問 私は、国際結婚斡旋業者の紹介でフィリピン女性と国際結婚しました。彼女はまだ来日していないのですが、結婚後偶然彼女が来日するのは私との結婚のためではなく、来日して日本国内のパブで働くのが目的であることを知りました。そこで、彼女に離婚するよう連絡したのですが、彼女は全く応じてくれません。もちろん、私はすでに婚姻届を区役所に提出しているので、日本での婚姻は有効に成立しています。このままでは私は将来に渡って結婚できないことになってしまいます。どのようにしたらいいのか、アドバイスを頂けないでしょうか?

答 はい、大変お困りなのはよく分かります。あなたの場合は、取りあえず、あなたの住所地を管轄する家庭裁判所に婚姻の「無効」か「取消」を請求するしかありません。なお、本来の裁判籍は相手方の住所地を管轄する家庭裁判所です。しかし、相手方が日本にいないので仕方ありません。ところで、「婚姻の無効」というのは「人違いその他の事由によって当事者間に婚姻をする意思がないとき」(民法第742条第1項第1号)に該当する場合です。同じく「婚姻の取消」というのは、あなたが「詐欺または強迫によって婚姻をした者」(民法第747条第1項)に該当する場合です。また、「婚姻の取消」の請求は「当事者が詐欺を発見し、若しくは強迫を免れた後3ヶ月を経過したときは取消権が消滅する」(同条第2項)ということになっています。

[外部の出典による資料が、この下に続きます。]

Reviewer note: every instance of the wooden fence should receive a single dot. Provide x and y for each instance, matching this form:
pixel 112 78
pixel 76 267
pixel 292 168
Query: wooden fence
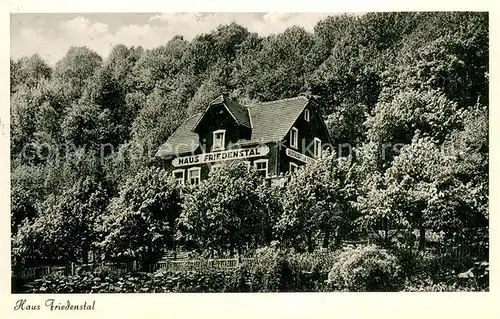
pixel 198 264
pixel 127 267
pixel 39 272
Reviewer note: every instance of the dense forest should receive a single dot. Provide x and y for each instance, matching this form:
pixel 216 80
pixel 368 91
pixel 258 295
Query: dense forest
pixel 408 92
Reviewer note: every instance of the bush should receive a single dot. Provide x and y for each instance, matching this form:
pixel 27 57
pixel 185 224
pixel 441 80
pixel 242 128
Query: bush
pixel 365 268
pixel 90 282
pixel 269 271
pixel 425 264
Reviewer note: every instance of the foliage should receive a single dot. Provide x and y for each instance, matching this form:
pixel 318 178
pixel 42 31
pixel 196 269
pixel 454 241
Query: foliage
pixel 365 268
pixel 141 220
pixel 317 201
pixel 64 231
pixel 407 91
pixel 226 211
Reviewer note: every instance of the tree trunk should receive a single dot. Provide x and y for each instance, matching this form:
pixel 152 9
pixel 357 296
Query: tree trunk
pixel 421 240
pixel 310 246
pixel 386 232
pixel 326 238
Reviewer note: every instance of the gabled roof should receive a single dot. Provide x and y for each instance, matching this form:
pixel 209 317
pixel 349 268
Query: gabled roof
pixel 237 111
pixel 183 140
pixel 270 122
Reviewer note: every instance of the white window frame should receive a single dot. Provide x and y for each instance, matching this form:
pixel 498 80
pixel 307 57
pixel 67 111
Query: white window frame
pixel 248 164
pixel 179 170
pixel 294 142
pixel 262 161
pixel 215 167
pixel 307 115
pixel 317 149
pixel 223 141
pixel 192 169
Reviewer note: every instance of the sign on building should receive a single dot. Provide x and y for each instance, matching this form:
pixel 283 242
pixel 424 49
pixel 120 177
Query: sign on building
pixel 221 156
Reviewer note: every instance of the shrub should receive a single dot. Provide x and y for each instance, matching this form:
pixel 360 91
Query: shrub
pixel 269 271
pixel 426 264
pixel 365 268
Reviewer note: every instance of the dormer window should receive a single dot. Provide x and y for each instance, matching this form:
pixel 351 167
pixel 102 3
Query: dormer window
pixel 317 147
pixel 294 138
pixel 219 140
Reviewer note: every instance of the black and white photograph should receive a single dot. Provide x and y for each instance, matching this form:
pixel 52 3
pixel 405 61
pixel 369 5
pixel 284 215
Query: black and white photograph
pixel 248 152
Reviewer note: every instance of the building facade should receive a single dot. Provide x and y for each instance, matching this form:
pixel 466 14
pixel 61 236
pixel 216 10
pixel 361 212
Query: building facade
pixel 274 137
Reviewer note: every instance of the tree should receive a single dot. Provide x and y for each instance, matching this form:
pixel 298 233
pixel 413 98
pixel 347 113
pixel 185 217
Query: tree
pixel 226 212
pixel 28 71
pixel 318 201
pixel 279 69
pixel 141 221
pixel 74 70
pixel 65 229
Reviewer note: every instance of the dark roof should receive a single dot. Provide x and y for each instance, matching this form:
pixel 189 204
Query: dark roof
pixel 183 140
pixel 240 112
pixel 270 122
pixel 237 111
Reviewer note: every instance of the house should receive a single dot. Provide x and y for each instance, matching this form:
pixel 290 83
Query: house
pixel 275 137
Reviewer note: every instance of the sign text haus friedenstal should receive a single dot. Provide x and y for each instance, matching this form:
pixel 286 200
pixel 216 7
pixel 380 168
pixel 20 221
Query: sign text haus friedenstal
pixel 221 156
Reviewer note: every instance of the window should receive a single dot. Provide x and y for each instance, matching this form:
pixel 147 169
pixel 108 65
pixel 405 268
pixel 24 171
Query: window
pixel 194 175
pixel 247 163
pixel 307 115
pixel 261 167
pixel 294 138
pixel 317 147
pixel 215 167
pixel 178 175
pixel 219 140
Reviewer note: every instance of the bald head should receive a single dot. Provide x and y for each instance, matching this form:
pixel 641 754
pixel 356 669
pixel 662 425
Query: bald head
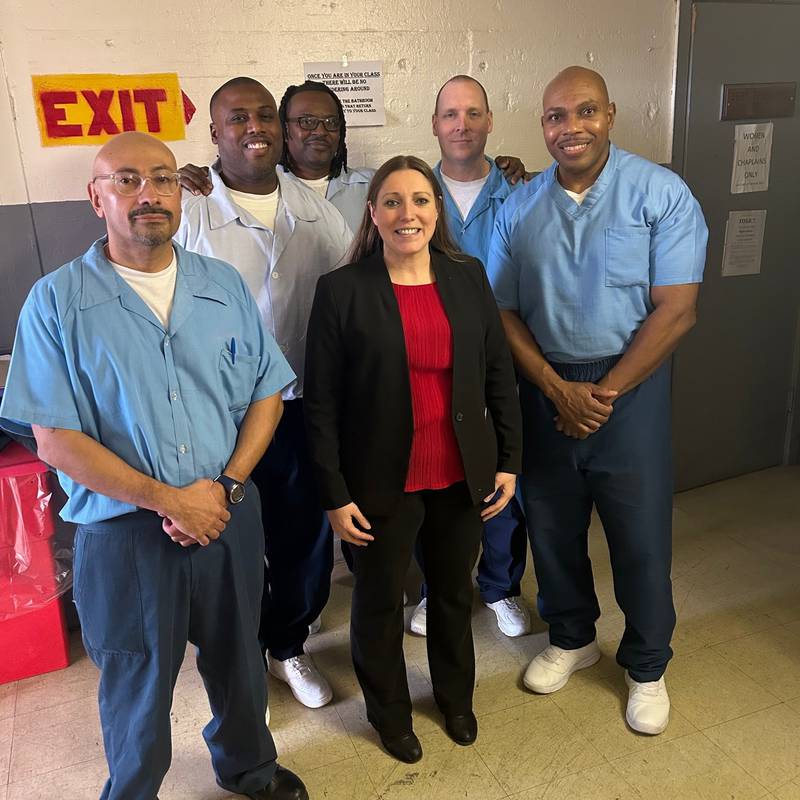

さて、あなたはどちらに該当するのでしょうか?もっとも、実際の請求はどちらかに決めなければならないわけではありません。「無効が認められなければ取消」を請求することができるし、「無効または取消」を請求することもできます。いずれにしろ、訴状や証拠方法、相手の居所が不明の場合は公示送達の可能性等もあるので、一度専門家か法令に詳しい方に相談することをお奨めします。